I get why people find this hard to believe, because it is kind of a crazy rule, but I repeat once again that this does not matter. Even if you have never sold a single product to an EU resident, and never plan to do so, the EU says as my original comment detailed that you are subject to the GDPR the instant an EU resident provides you with personal data.

(And of course, it's also the case that "selling to an EU resident" is substantially broader than "doing business in the EU" - EU residents do often travel to foreign countries and provide personal data to stores they transact with while there.)

ahmedtd|3 days ago

American laws also have universal jurisdiction (for example, the Bill of Rights doesn't say, "unless you are located outside the US").

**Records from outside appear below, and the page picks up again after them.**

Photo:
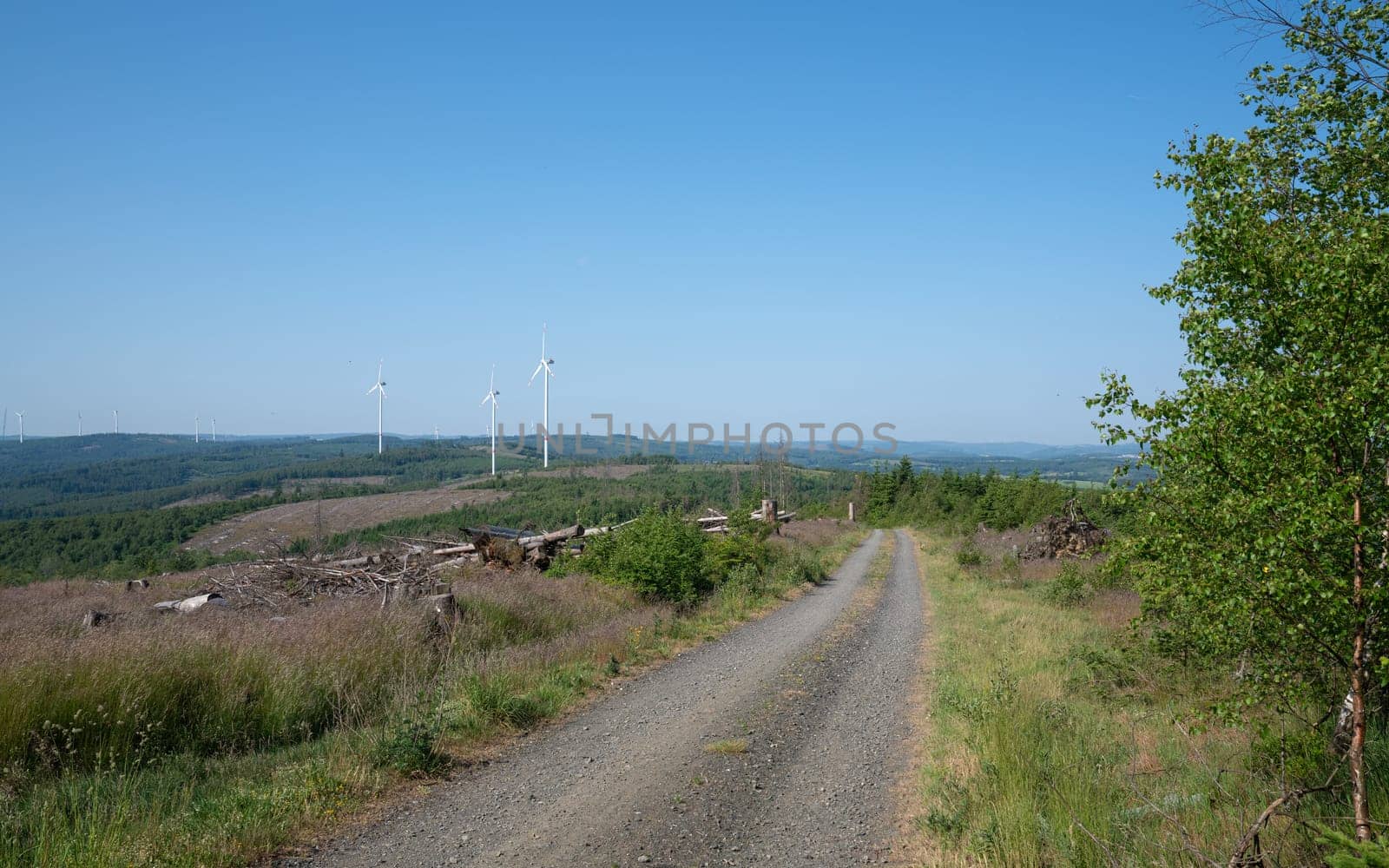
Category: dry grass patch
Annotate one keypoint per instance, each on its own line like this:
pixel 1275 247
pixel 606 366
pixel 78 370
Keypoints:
pixel 1042 745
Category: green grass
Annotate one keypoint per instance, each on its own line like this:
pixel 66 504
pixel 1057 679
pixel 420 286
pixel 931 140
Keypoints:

Most countries do not explicitly recognize that their laws do not have universal jurisdiction.

In practice, it is easy to pick out the situations in which there is "practical" universal jurisdiction, vs "theoretical" universal jurisdiction.

A Colorado company selling locally in Colorado falls in the "theoretical" bucket.

oblio|4 days ago

I've read your links and you're misreading them.

1. GDPR applies to EU residents in the EU. The protection does not apply to EU residents going on trips to the US.

2. Based on the examples they've presented, there is a SUPER clean solution to your concerns. Geo-blocking. Problem solved, bye bye GDPR. But don't go crying for EU citizen money, can't have it both ways.

Just read the examples they present, they're fairly well written.